A recuperação das cooperativas de catadores atingidas pela enchente em Porto Alegre será feita com recurso federal. A intenção da prefeitura é buscar recurso com a Defesa Civil Nacional e firmar o serviço numa espécie de contrato “guarda-chuva”, que atenda ao conjunto das sete unidades contratadas pelo poder público que ficaram debaixo d’água no mês de maio. Um balanço da situação está em elaboração. Outros galpões também foram afetados, mas não têm convênio com o município.

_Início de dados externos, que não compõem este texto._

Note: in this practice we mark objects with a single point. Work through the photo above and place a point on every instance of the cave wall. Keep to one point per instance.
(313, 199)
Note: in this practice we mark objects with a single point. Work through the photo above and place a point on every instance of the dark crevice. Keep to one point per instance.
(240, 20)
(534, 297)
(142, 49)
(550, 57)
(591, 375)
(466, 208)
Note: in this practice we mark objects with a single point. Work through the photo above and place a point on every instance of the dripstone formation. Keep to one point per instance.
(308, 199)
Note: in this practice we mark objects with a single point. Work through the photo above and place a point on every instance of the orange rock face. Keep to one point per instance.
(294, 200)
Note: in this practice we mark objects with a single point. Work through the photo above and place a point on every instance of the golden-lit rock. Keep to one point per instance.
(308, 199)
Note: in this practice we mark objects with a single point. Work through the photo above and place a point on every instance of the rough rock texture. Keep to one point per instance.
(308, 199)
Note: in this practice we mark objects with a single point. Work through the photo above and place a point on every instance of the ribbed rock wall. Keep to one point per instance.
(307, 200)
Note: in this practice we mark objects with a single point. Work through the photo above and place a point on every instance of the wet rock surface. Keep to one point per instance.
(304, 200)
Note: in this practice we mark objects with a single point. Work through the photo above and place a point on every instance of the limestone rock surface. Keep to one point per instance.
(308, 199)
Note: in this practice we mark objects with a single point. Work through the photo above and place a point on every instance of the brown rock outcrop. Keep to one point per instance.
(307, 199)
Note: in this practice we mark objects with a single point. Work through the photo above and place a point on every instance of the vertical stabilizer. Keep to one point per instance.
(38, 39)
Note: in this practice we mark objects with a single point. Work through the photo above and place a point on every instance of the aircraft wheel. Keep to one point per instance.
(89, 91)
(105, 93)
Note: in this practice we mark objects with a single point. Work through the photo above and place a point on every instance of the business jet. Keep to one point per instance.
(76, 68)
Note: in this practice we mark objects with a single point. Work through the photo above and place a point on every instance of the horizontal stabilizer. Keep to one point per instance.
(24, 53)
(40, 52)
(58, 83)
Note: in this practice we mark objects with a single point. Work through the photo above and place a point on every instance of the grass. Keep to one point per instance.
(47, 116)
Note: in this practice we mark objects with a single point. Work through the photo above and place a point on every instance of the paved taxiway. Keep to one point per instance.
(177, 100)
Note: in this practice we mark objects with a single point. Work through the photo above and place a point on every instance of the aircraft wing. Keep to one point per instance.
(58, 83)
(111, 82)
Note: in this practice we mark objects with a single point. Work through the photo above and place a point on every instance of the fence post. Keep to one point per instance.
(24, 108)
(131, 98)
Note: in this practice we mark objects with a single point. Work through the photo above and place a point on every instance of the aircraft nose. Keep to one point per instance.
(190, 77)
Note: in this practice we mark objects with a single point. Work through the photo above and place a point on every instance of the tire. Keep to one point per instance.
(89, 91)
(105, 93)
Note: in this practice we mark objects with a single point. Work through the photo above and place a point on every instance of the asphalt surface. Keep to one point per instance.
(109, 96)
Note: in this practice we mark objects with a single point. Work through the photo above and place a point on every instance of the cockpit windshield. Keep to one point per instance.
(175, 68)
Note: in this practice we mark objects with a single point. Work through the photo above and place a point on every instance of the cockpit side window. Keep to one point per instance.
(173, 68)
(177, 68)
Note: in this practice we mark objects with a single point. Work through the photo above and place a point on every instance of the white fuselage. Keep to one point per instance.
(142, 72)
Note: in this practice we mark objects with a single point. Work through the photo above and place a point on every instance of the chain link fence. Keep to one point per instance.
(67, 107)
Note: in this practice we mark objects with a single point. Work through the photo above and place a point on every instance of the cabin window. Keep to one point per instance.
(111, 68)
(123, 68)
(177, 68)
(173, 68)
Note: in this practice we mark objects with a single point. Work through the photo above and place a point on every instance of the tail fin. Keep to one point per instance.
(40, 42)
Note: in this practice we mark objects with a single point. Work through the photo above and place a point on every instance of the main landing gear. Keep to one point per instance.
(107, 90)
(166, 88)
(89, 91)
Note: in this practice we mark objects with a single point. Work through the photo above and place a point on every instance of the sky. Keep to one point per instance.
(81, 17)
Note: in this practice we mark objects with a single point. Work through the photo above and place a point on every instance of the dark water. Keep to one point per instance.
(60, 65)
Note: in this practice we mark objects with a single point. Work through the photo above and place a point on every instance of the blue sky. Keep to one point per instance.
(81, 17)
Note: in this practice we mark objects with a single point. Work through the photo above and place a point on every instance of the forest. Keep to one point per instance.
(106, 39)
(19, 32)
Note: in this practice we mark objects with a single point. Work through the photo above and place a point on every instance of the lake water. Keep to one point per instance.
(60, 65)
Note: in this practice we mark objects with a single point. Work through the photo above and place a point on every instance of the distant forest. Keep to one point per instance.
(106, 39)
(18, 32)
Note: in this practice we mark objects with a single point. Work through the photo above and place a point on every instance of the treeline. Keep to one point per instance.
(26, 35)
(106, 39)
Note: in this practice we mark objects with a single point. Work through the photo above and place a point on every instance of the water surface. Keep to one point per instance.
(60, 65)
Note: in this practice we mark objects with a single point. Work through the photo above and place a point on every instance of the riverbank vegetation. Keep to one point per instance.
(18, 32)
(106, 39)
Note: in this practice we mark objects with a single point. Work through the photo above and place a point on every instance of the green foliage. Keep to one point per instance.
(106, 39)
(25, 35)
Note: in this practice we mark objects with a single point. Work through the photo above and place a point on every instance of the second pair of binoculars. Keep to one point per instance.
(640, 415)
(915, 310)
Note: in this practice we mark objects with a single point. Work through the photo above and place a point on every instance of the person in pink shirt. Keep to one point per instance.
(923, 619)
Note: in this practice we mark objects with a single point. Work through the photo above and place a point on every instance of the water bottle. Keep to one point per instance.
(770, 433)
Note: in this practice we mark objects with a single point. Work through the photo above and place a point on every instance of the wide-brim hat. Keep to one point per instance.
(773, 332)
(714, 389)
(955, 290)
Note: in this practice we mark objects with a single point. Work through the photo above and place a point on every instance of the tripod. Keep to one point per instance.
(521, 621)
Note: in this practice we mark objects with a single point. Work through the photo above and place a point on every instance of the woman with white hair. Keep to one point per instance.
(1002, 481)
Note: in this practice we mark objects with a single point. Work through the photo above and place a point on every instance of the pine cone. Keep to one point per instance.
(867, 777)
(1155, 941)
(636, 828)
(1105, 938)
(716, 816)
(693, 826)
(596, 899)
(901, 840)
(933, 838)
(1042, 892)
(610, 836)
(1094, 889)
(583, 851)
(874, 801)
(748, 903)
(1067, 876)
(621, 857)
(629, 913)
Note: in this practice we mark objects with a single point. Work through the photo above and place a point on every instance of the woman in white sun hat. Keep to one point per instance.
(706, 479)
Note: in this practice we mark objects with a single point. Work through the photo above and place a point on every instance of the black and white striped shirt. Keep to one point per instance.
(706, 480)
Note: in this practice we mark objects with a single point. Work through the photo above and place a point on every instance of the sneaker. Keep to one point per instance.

Para isso, será necessário recompor estragos pontuais e estruturais dos galpões, e, principalmente, consertar o maquinário que estragou no contato com a água, como esteiras por onde passam os resíduos, empilhadeiras e prensas – além da própria rede de energia dos espaços. Conforme a prefeitura, no entanto, não será possível usar o recurso da Defesa Civil para compra de novos equipamentos – as cooperativas pedem que ao menos se garanta o reparo.
“A engenheira (da prefeitura) vai fazer, junto às lideranças de cada cooperativa, um levantamento de como era a situação anterior, o que tem de estrago dessa enchente e os custos”, explica João Ruy Dornelles Freire, diretor de Empreendedorismo Social da Secretaria de Desenvolvimento Social, em visita à Cooperativa de Educação Ambiental e Reciclagem Sepé Tiaraju, no bairro Navegantes, na segunda-feira. Ele esteve acompanhado da secretária Ana Pellini, de Parcerias, da promotora Annelise Steigleder, do Ministério Público Estadual, e do procurador Rogério Fleischmann, do Ministério Público do Trabalho. Outros galpões também foram visitados.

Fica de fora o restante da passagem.